Ruh, bedendeyken insanın kalbindedir; bedenden çıktıktan sonra yedi gün gelir, bakar, dua okutuyorlar mı; yemeğimi veriyorlar mı diye. Gurbette ölenin ruhu evine gider. Ruh, evine her zaman gelir; ruh genellikle Cuma akşamları ve bayram akşamları gelir. … Ruh, kıyamet kopunca yerine yerleşir; suallere cevap verir.
İbn-i Ebi Dünya, Amr bin Dinar'dan rivayet ettiğine göre: “Her ölen kendisinden sonra ailesinde olacağı her şeyi bilir. Onlar onu yıkarken, kefenlerken o hep onlara bakıyor.” demiştir.
İmanlı ölen ve kabir azabı görmeyen insanların ruhları serbest dolaşır. Bu sebeple pek çok yere gidip gelebilirler. Bir anda çok yerde bulunabilirler. Aramızda dolaşmaları mümkündür.
Mü'min, dünya hayatında sevdiği insanı ölüp ahirete gittiğinde de unutmaz. Hatta Vakıa Suresi 16. ayette de geçtiği gibi ehl-i cennet karşılıklı tahtlar üzerinde oturup dünyadaki hatıralarını ve maceralarını birbirlerine anlatırlar. Böylelikle âhirette mü'minin lezzeti ve sevinci artar.
Evet, kabir hayatına gidenler, dünyadaki yakınlarının amellerinden haberdar oluyor, seviniyor veya üzülüyor, onlar için dua ediyorlar.
Vücuttan alınan ruh melekler tarafından teslim alınır. Kişi iyi bir insansa ruhunu 'rahmet melekleri' teslim alırlar. Onu semanın en üst noktalarına doğru götürürler. Ölen kişi kötü bir insansa 'azap melekleri' onu teslim alırlar ve yerin alt tabakalarına doğru taşırlar.

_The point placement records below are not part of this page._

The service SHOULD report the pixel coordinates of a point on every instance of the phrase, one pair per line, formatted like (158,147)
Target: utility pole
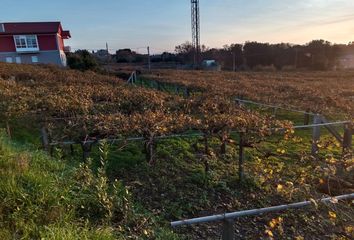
(234,61)
(149,61)
(196,31)
(107,49)
(296,57)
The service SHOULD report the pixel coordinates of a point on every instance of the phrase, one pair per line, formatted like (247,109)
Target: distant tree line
(316,55)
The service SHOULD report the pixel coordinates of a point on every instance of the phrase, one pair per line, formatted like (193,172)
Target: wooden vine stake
(8,129)
(347,139)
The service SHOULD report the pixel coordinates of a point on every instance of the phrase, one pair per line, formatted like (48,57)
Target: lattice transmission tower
(196,31)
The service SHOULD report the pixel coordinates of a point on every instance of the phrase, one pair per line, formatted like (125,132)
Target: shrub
(82,60)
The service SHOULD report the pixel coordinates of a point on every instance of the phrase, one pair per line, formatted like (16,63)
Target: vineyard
(186,143)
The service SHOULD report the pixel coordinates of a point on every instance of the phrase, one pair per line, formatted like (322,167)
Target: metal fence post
(306,118)
(316,133)
(228,232)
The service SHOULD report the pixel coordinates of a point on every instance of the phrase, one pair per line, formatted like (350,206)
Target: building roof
(34,28)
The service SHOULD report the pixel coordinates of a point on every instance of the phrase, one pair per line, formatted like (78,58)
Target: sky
(163,24)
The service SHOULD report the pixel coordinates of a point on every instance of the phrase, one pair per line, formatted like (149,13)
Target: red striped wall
(7,44)
(47,42)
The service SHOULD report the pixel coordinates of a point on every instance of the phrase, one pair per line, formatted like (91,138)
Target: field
(123,160)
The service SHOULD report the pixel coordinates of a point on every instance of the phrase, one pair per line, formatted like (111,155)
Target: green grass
(46,198)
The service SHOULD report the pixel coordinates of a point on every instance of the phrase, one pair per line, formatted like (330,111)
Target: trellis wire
(190,135)
(229,218)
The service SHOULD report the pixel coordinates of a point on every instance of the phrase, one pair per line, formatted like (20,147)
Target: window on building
(18,60)
(35,59)
(26,43)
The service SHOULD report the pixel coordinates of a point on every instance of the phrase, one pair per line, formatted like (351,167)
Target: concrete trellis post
(241,157)
(45,139)
(86,150)
(316,133)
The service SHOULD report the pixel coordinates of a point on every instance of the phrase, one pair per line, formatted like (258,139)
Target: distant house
(33,42)
(102,55)
(210,65)
(346,61)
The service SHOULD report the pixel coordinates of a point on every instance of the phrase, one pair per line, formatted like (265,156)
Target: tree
(82,60)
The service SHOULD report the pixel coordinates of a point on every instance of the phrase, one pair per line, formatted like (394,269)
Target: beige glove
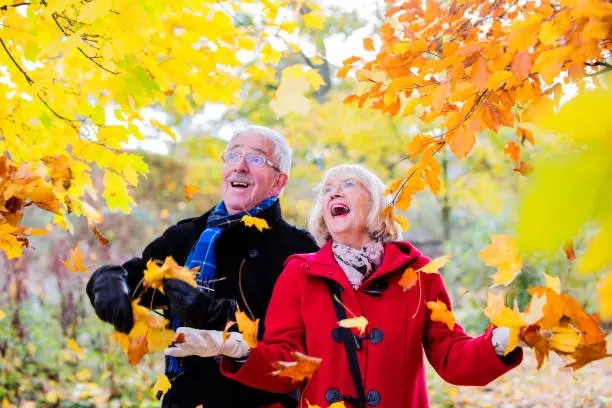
(500,339)
(208,343)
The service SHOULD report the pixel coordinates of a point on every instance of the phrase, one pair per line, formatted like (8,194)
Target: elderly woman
(357,269)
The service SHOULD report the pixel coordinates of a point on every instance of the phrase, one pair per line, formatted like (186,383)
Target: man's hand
(196,308)
(208,343)
(109,294)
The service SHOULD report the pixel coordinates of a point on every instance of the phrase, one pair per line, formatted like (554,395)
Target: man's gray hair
(282,151)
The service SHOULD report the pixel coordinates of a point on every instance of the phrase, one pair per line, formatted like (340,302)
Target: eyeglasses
(344,186)
(251,159)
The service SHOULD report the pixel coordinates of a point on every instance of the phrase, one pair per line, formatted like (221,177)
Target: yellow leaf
(76,257)
(440,313)
(256,222)
(605,297)
(75,348)
(433,266)
(504,255)
(248,328)
(164,129)
(314,20)
(162,384)
(553,282)
(359,323)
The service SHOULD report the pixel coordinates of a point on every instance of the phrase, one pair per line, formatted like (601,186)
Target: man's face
(243,185)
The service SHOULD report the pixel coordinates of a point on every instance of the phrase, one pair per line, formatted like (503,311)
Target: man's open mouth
(339,209)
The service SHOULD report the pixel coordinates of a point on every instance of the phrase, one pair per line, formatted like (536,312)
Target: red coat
(301,317)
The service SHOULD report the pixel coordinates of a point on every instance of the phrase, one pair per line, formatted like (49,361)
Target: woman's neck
(354,241)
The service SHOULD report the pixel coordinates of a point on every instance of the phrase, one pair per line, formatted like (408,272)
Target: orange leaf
(513,151)
(408,279)
(440,313)
(76,257)
(190,191)
(480,74)
(248,328)
(138,348)
(301,368)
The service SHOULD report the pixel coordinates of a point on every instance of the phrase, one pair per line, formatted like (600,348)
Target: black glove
(109,294)
(197,309)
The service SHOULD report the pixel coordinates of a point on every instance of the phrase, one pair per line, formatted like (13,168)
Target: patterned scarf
(359,264)
(203,255)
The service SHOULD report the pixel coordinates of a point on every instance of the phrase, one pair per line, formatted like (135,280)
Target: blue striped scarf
(203,255)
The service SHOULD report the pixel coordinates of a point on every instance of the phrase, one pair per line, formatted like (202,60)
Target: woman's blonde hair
(380,225)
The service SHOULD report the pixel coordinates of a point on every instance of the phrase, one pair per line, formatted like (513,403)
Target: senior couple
(302,284)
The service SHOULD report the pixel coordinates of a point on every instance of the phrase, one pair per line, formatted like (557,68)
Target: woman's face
(345,205)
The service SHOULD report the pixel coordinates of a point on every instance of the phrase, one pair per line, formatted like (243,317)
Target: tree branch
(25,74)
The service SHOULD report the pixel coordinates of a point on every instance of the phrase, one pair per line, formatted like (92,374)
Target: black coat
(262,255)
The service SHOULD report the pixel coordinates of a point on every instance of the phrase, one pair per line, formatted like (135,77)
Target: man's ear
(279,183)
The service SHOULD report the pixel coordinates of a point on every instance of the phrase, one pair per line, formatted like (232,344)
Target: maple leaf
(256,222)
(248,328)
(301,368)
(76,257)
(440,313)
(409,279)
(359,323)
(434,265)
(190,191)
(75,348)
(504,255)
(162,384)
(137,349)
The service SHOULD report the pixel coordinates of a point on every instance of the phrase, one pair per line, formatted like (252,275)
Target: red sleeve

Ölülerin Berzah Âleminde Birbirleriyle Görüşmeleri: Onlar bir nevi tutuklu gibidirler. Ama tutuklu olmayıp serbest olan, yani nimet içindeki ruhlar birbirleriyle buluşup görüşürler, birbirlerini ziyaret ederler. … Her ruh, amelde kendi dengi ve kendi derecesinde olan arkadaşlarıyla beraber olur.

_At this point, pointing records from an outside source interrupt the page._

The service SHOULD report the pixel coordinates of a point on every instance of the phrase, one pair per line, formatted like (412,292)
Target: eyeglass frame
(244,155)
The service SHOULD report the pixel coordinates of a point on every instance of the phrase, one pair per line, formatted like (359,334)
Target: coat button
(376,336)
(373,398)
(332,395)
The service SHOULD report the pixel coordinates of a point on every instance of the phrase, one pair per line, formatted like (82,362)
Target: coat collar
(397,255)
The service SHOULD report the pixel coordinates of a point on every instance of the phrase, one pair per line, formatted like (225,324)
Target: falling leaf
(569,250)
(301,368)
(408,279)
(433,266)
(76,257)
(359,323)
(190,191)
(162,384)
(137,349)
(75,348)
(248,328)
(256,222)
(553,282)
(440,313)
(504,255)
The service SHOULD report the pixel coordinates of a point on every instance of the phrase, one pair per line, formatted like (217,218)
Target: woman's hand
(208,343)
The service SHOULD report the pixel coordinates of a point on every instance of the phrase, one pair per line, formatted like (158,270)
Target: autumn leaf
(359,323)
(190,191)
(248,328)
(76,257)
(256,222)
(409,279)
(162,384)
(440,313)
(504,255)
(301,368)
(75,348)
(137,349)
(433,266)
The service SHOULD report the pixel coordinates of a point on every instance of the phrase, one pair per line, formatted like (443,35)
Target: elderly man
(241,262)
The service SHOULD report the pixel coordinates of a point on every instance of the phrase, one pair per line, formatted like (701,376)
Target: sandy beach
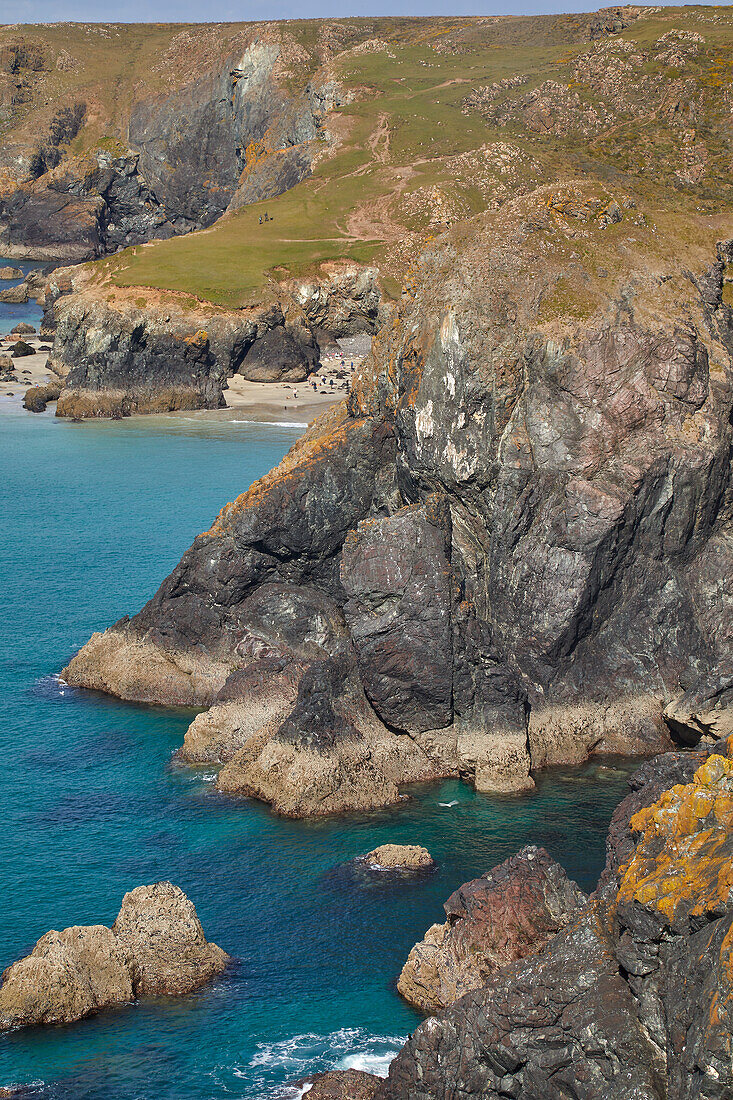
(29,371)
(269,402)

Mümin ruhların berzah âleminde birbirleriyle görüştüklerini Peygamberimizin hadislerinden anlamaktayız. Ayrıca ölülerin hayattakilerden haber aldıkları ve kabirlerinin başına giden kimseleri gördükleri yine rivayetlerde vardır. Onlar için yapılan dua ve manevi hediyelerin kimlerden geldiğini bilebilirler.